@neologist,
Jesus, ralk about selection bias; you're original sentence read: ". . . seems to be intelligent
design . . ." You've willfully misquoted yourself.
What design do you allege there is in nature? Life forms follow the consitions in which they exist. Two and a half billion years ago, the dominant life forms (the only life forms) were anaerobic "bacteria" (bacteria may not be a reasonable description, but it will do for this purpose). But at that time, some of them began to evolve (don't ask me by what mechanism, no one knows, although there are, of course, hypotheses). They developed the ability to photosynthesize, which meant that rather than floating around in the oceanic stew and hoping to find enough nutrients to reproduce before starving to death, they could make their own food from the available resources. The bi-product of the photosynthesis was molecular oxygen (O2). There had always been O2 in the atmosphere, but there wouldn't have been enough to strike a match--what little there was was quickly absorbed by dissolved minerals in the water or by direct contact with rocks on the surface. These new organisms, cyano-bacteria, produced enough O2 that in a mere 200,000,000 years or so, the natural means by which molecular oxygen was absorbed were no longer sufficient to remove all of the molecular oxygen. Disaster! Anaerobic organisms are called that because they don't use oxygen, and in fact, it's poisonous to them. This lead to what is called THE GREAT OXYGENATION EVENT. After that roughly 200,000,000 years, there was so much molecular oxygen in the atmosphere, and dissolving into the water, that the anaerobic organisms began to die off. It could also be called the first great extinction event, except that the lowly anaerobic bacteria are still with us--but they have to stay indoors.

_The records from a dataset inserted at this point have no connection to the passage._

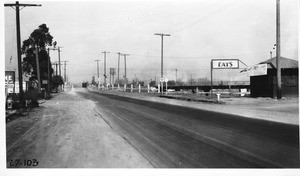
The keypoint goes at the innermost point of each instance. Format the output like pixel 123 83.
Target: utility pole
pixel 279 95
pixel 58 48
pixel 104 67
pixel 98 60
pixel 38 67
pixel 125 76
pixel 56 68
pixel 119 66
pixel 17 5
pixel 162 55
pixel 65 70
pixel 48 75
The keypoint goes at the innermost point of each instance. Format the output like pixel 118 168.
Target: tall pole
pixel 104 71
pixel 38 67
pixel 56 68
pixel 17 5
pixel 270 54
pixel 125 76
pixel 119 66
pixel 279 95
pixel 59 60
pixel 65 70
pixel 48 76
pixel 162 55
pixel 211 79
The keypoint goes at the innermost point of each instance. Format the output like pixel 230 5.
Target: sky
pixel 200 30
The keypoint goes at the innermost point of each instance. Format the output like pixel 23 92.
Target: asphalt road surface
pixel 171 136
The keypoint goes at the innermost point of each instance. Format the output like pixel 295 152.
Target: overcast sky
pixel 200 31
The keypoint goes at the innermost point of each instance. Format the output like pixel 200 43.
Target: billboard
pixel 225 63
pixel 256 70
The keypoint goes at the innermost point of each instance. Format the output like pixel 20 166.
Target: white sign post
pixel 162 85
pixel 166 80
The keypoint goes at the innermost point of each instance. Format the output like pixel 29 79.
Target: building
pixel 266 85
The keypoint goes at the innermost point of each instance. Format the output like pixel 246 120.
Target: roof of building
pixel 284 63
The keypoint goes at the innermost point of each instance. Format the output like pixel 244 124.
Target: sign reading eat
pixel 225 63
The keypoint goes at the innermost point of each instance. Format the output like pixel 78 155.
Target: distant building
pixel 266 85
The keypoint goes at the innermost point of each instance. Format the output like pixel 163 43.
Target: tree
pixel 42 38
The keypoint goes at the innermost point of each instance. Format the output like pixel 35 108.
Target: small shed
pixel 266 85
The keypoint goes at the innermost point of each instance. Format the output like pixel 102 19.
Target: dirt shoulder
pixel 66 132
pixel 283 111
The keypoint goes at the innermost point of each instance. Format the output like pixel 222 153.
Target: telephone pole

It may have taken 900,000,000 years rather than 200,000,000 years. It may have reacted with the methane in the atmosphere, reducing the greenhouse effect to the point where a nearly global glaciation resulted, what is called snowball earth. It may have done a lot of things. The geological evidence, though, is undeniable for the appearance of massive amounts of O2 about two and a half billion years ago.
Life is not designed. It reacts to its environment, and it can alter its environment, too. The alterations may be lethal so some forms of life, even those forms of life which are responsible for the alteration. That's chaos, not design. That's also life, in a nutshell.